Nearly to the end, she lived the words she had written decades before:
“I still vote civilization a nuisance, society a humbug and all conventionality a crime.”
CHAPTER TWENTY-TWO
In a Heartbeat Everything Changes
THE HIGH-HEELED silk pumps that matched the beige cocktail dress lay buried in a shoebox on the top shelf in the cottage closet. Torture chambers after months of bare feet and sandals. Holding up suits and dresses against my body, I felt like an archeologist exhuming a past civilization. Dr. Klein had already left for North Palm Beach, Florida, a winter enclave for the wealthy. We needed to attend posh fund-raising parties but also sort out a mess at our Florida garden. Dr. Klein’s latest brainstorm had just blown up. With its expanse of lawn overlooking Biscayne Bay, The Kampong’s nine-acre estate in Coconut Grove was a Gatsby-like setting. It had only recently been deeded to the National Tropical Botanical Garden and, although it was a nice garden sitting on high-priced real estate, we hadn’t really figured out what to do with it. Dr. Klein had hired an event planner who busily rented it out for weddings and parties. Two weeks earlier, the neighbors nearly rioted in protest when a wedding band brayed blasts of loud salsa music late into the night. One neighbor, a Garden trustee as it happened, called the police. “With trustees like that, who the hell needs enemies?” fumed Doug Kinney. He cancelled all future parties.

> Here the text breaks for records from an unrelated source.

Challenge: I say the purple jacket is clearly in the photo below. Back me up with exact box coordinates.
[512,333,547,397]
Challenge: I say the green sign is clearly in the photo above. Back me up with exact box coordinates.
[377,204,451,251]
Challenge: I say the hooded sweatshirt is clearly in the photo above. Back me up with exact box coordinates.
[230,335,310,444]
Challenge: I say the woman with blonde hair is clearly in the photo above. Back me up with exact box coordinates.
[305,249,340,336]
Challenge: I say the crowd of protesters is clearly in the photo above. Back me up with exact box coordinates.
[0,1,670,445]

Bill and I hoped to calm everybody down, and then try to figure out how The Kampong could support itself. But he had another, deeper objective. Doug’s intrusiveness into Garden operations had become so irritating that Bill Klein was ready to quit. “Doug’s job as chairman of the board is to set policy, not oversee operations,” he steamed. “I’m going to tell him that I’m out of here if he doesn’t back off.” Bill promised that he would get Doug to stop giving me orders, too.